I’ve wanted to adorn my skin with colorful designs for as long as I can remember. I always admired the art of tattoos, but I hesitated to schedule my own appointment to go under the needle. There were designs that I dreamed of inking on my body — but I didn’t want to take the plunge alone. When my friend asked for suggestions to do something spontaneous and memorable on her birthday, I had an idea.
While it used to be a symbol of rebellion, these days, permanent ink is almost commonplace. Cultural and generational opinions may differ, but to me, the idea of tattoos feels more widely accepted than ever before.
As a creative person, I can’t imagine passing up the opportunity to make my body into a work of art.
Somehow, it took my best friend’s birthday to actually make it happen — I came up with the idea to get tattoos the day before.
I’ve had a special tattoo in mind since I was 17, but I didn’t decide on a design until the morning of the actual event. I was confident in the sentimentality behind the artwork, but I told myself that this tattoo would make a great story, no matter how it came out.

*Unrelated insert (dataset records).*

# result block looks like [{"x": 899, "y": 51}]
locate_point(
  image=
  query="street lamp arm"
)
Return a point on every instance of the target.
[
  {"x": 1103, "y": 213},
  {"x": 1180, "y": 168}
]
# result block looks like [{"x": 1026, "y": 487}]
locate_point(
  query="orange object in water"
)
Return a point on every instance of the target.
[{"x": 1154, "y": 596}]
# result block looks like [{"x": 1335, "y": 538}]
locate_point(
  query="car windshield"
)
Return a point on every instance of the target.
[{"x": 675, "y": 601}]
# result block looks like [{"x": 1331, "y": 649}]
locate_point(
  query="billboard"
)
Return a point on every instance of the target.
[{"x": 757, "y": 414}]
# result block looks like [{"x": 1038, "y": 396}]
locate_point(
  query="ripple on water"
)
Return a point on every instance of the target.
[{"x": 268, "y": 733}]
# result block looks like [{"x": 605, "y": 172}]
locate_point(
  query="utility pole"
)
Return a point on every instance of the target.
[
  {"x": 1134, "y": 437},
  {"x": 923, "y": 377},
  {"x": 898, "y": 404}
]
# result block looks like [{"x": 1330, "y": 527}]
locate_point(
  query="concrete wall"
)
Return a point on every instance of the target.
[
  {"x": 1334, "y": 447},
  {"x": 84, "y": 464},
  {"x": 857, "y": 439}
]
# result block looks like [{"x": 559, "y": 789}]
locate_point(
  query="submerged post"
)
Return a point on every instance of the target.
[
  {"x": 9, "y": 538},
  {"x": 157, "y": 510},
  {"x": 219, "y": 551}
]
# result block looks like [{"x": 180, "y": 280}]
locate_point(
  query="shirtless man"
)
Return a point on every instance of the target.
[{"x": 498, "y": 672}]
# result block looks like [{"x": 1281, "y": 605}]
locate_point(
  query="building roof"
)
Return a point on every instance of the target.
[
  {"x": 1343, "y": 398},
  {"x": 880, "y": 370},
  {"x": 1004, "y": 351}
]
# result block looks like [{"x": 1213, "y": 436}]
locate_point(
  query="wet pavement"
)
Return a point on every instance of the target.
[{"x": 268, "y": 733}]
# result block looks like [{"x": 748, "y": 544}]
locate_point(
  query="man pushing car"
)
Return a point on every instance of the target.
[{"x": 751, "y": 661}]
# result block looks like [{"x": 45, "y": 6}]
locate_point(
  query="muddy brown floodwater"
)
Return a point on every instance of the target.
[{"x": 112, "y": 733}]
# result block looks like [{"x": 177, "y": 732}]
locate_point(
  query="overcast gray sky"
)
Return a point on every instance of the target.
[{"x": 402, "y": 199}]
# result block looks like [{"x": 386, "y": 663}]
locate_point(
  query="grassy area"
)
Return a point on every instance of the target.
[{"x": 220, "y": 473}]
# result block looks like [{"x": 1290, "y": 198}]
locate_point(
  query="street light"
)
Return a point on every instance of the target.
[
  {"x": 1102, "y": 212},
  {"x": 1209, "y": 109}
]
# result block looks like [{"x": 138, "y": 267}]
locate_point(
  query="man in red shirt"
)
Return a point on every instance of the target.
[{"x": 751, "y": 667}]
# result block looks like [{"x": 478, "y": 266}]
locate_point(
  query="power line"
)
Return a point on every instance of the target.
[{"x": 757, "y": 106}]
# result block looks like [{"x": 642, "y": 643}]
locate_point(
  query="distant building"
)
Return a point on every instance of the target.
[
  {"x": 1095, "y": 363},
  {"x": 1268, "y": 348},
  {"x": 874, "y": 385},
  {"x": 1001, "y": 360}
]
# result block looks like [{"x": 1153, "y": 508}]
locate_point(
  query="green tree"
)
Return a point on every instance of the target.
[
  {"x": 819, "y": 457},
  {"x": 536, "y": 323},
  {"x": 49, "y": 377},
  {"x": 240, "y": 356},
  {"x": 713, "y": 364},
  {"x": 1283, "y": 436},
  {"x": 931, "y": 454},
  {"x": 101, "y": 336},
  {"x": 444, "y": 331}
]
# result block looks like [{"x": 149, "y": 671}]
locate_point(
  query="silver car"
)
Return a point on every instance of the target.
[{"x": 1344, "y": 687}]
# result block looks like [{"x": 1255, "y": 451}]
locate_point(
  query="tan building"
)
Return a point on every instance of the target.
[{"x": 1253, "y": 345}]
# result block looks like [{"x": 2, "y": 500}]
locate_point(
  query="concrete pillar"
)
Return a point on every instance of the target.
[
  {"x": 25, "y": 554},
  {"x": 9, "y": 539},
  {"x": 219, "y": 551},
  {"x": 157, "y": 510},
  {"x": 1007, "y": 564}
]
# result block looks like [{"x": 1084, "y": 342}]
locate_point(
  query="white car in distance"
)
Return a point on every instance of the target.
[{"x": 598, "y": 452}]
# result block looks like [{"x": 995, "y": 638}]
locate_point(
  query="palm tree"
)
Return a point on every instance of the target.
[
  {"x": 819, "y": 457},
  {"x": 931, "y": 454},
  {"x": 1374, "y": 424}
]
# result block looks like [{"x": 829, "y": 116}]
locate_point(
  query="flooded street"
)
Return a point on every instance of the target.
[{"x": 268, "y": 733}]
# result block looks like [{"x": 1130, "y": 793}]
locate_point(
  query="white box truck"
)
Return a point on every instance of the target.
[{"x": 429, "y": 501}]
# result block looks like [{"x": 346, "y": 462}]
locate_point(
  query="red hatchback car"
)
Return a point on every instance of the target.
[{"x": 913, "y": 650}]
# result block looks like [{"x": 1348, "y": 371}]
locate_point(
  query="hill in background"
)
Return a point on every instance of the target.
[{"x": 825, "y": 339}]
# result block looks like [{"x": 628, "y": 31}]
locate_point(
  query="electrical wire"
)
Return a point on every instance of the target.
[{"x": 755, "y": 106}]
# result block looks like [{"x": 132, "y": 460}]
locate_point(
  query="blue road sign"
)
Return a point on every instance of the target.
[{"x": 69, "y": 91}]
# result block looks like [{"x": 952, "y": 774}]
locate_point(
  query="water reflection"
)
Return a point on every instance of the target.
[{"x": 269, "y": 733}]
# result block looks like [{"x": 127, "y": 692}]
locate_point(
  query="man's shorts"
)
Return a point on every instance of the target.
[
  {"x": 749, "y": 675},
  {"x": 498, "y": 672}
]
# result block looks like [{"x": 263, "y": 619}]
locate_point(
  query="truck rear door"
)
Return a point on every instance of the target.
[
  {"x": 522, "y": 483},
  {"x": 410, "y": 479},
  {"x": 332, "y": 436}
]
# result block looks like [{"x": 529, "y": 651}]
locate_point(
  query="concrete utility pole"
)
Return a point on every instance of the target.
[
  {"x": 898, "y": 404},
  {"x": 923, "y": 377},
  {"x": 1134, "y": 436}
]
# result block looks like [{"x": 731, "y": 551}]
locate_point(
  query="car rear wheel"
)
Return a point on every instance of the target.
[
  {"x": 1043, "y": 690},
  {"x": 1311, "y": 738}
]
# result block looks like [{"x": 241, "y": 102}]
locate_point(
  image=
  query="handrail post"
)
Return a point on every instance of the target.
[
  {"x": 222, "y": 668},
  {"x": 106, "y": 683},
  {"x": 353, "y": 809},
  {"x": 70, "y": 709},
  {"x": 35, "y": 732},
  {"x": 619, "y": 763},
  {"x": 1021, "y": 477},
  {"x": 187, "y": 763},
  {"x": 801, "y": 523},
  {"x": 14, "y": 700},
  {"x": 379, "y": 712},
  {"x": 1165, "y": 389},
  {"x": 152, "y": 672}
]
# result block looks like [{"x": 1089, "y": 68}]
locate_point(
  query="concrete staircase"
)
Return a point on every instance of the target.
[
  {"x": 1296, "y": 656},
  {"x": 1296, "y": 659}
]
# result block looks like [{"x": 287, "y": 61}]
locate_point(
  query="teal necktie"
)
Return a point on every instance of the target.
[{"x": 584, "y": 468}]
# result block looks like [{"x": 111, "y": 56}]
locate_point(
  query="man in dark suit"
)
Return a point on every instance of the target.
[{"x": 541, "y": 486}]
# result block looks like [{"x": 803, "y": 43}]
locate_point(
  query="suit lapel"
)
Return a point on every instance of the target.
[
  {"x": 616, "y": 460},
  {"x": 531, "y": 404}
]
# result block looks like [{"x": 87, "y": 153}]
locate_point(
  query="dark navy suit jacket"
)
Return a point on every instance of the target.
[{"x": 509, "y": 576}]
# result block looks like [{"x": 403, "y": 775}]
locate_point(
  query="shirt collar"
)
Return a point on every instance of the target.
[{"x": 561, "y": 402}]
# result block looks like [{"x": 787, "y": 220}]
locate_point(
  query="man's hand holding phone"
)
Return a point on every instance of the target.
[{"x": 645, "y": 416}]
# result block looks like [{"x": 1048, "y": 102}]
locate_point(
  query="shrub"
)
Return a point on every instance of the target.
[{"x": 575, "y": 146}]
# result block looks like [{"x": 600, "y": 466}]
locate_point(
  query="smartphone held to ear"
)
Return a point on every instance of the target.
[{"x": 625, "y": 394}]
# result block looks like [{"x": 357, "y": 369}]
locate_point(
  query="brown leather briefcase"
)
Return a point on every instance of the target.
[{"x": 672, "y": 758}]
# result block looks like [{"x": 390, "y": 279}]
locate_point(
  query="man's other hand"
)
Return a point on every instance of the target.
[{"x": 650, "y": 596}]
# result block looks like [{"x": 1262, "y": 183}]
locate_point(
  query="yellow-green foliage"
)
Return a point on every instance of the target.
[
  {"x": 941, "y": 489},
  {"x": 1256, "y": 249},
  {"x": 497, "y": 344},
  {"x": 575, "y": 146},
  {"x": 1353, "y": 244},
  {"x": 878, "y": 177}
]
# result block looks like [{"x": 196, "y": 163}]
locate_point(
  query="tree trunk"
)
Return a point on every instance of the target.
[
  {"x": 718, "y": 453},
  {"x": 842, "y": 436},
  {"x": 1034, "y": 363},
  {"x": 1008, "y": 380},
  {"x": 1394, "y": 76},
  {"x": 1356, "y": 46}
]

We arrived to our appointments, feeling a little bit nervous and a little bit giddy, but the employees at the parlor were understanding. Seeing all of the classic flash tattoos gave me an immediate adrenaline rush as we walked in. Tattoos may seem like a modern concept, but I was reminded that tattooing is an ancient tradition. It felt like a privilege to be a part of something so time-honored.
The artist took hours to draw out my idea. I didn’t mind the wait, considering it was going to be on my body forever. Once he was finished, he gave me a translucent piece of paper with a copy of the design. I went into the bathroom and played with the placement of the tattoo on my body.
What was it like to actually get inked? Well, I knew it would be a sterile procedure, but I never imagined that getting a tattoo would feel so medical. The bed I laid on was exactly like a bed at the doctor’s office, covered with a paper sheet and slightly elevated. I was given a hospital gown to cover myself, and the location of the tattoo was wiped down thoroughly with alcohol.
The adrenaline rush prior to getting the tattoo actually felt more unpleasant than the tattoo itself.
I had heard that the pain was comparable to bee stings or cat scratches, so I was expecting a sharp sensation. In reality, the needle felt like someone deeply scratching me with their fingernail. Prior to the tattoo, I assumed the pain would be consistent throughout the procedure, but the needle was only on my skin for a few seconds at a time.
No, my best friend and I didn’t get matching designs. But every time I look down at my ink, I am reminded of a time in my life when I was surrounded by people who I love.
To me, the experience of getting a tattoo is just as important as the tattoo itself. Best friendship is such a powerful, important relationship. It deserves to be celebrated.
Permanent ink may seem like a risky commemoration, but I am so glad that I took the spontaneous plunge.
When I look at my tattoo, I remember being young and carefree on my friend’s 20th birthday. We used this opportunity to make a promise to ourselves that the future would be full of many more daring, impulsive, and adventurous moments.
I wouldn’t have wanted to get my first tattoo any other way.